Coup de théâtre diplomatique : les États-Unis ont officiellement notifié leur retrait de l’UNESCO à compter du 31 décembre 2026. L’annonce, faite le 22 juillet par la porte-parole du Département d’État, Tammy Bruce, relance une crise déjà ancienne entre Washington et l’agence onusienne chargée de l’éducation, de la culture et des sciences. En toile de fond, une politisation croissante des enjeux culturels à l’UNESCO et une volonté américaine affirmée de se désengager des institutions internationales perçues comme contraires à ses intérêts stratégiques.

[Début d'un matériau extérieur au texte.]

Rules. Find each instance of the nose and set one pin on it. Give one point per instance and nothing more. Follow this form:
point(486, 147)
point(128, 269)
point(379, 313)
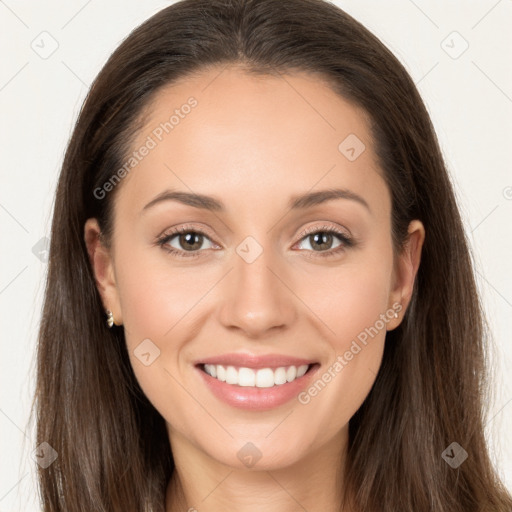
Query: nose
point(255, 297)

Dans le communiqué, les États-Unis dénoncent un « agenda globaliste idéologique » incompatible avec leur politique étrangère, pointant du doigt la reconnaissance en 2011 de l’ « État de Palestine » comme État membre, perçue comme une rupture avec leur ligne diplomatique et comme un encouragement à une rhétorique anti-israélienne. La Maison Blanche juge désormais que la participation continue à l’UNESCO ne sert pas les intérêts nationaux américains.
Ce qu’il faut comprendre, ce retrait n’est pas une première. Les États-Unis avaient quitté l’UNESCO en 1984 sous Reagan, pour des raisons similaires de politisation, avant d’y revenir en 2003. En 2017, sous Donald Trump, ils s’en étaient à nouveau retirés. Leur réintégration en 2023, à l’initiative de l’administration Biden, visait à contrer l’influence grandissante de la Chine au sein de l’organisation. Ce nouveau désengagement illustre donc la profondeur des divisions idéologiques internes aux États-Unis, mais aussi la volatilité de leur engagement international.

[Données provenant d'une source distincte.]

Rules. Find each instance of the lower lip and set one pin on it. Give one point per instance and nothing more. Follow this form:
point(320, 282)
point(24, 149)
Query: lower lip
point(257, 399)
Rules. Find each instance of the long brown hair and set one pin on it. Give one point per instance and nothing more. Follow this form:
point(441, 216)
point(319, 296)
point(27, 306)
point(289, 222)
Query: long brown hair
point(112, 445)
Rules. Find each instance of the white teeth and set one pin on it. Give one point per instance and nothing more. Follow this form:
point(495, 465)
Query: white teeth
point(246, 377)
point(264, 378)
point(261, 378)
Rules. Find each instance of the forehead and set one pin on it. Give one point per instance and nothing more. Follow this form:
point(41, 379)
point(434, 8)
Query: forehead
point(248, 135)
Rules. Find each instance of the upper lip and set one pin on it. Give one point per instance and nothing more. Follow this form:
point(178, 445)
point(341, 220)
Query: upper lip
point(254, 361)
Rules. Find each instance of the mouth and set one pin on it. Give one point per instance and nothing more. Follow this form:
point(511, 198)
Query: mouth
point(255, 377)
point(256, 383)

Menace sur les initiatives globales
Le retrait américain risque d’avoir des répercussions significatives sur les programmes mondiaux de l’UNESCO. Bien que la contribution des États-Unis au budget de l’organisation ait été réduite ces dernières années (8 % environ), leur présence restait un soutien politique et stratégique majeur, notamment dans les domaines de la liberté d’expression, de l’éducation des filles, de la préservation du patrimoine mondial ou encore de la régulation éthique de l’intelligence artificielle.

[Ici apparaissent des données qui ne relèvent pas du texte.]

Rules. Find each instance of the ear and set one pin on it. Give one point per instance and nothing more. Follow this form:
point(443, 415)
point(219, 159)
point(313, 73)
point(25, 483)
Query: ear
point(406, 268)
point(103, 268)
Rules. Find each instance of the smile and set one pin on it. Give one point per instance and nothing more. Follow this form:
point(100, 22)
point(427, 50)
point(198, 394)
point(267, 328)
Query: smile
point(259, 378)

À l’UNESCO, la directrice générale Audrey Azoulay a exprimé son regret face à cette décision. Elle a toutefois assuré que les programmes seront maintenus, grâce à la mobilisation accrue des autres États membres et de partenaires privés. « Ce départ ne mettra pas fin à notre action, mais il l’ampute d’un acteur historique de la coopération internationale », a-t-elle déclaré.
Une politisation qui fragilise l’institution
La crise actuelle met en lumière un phénomène plus large, notamment, la difficulté de l’UNESCO à rester en dehors des tensions géopolitiques. La reconnaissance de la Palestine, les débats sur la mémoire de l’esclavage ou de la Shoah, ou encore les enjeux autour de l’enseignement du genre ou du climat, sont devenus des terrains d’affrontement idéologique.
Pour les partisans du retrait, comme Israël, qui a salué la décision américaine, l’organisation a perdu sa neutralité. Pour d’autres, notamment en Europe ou en Afrique, l’UNESCO reste un espace indispensable de dialogue culturel dans un monde fracturé.
Un désengagement à double tranchant
Sur le plan global, cette décision renforce l’idée d’un repli américain sur fond de montée des tensions internationales. Elle ouvre la voie à une redéfinition des équilibres d’influence. La Chine, la Russie, mais aussi d’autres blocs régionaux pourraient gagner du terrain dans la fixation des normes éducatives, culturelles et scientifiques. Un risque de fragmentation mondiale, là où l’UNESCO se veut unificateur.
En se retirant, les États-Unis cèdent peut-être davantage qu’ils ne gagnent. Car au-delà des divergences politiques, c’est bien leur voix dans la diplomatie culturelle mondiale qu’ils choisissent de mettre en sourdine, au moment même où les défis globaux, éducation numérique, mémoire des conflits, intelligence artificielle, exigent des réponses collectives.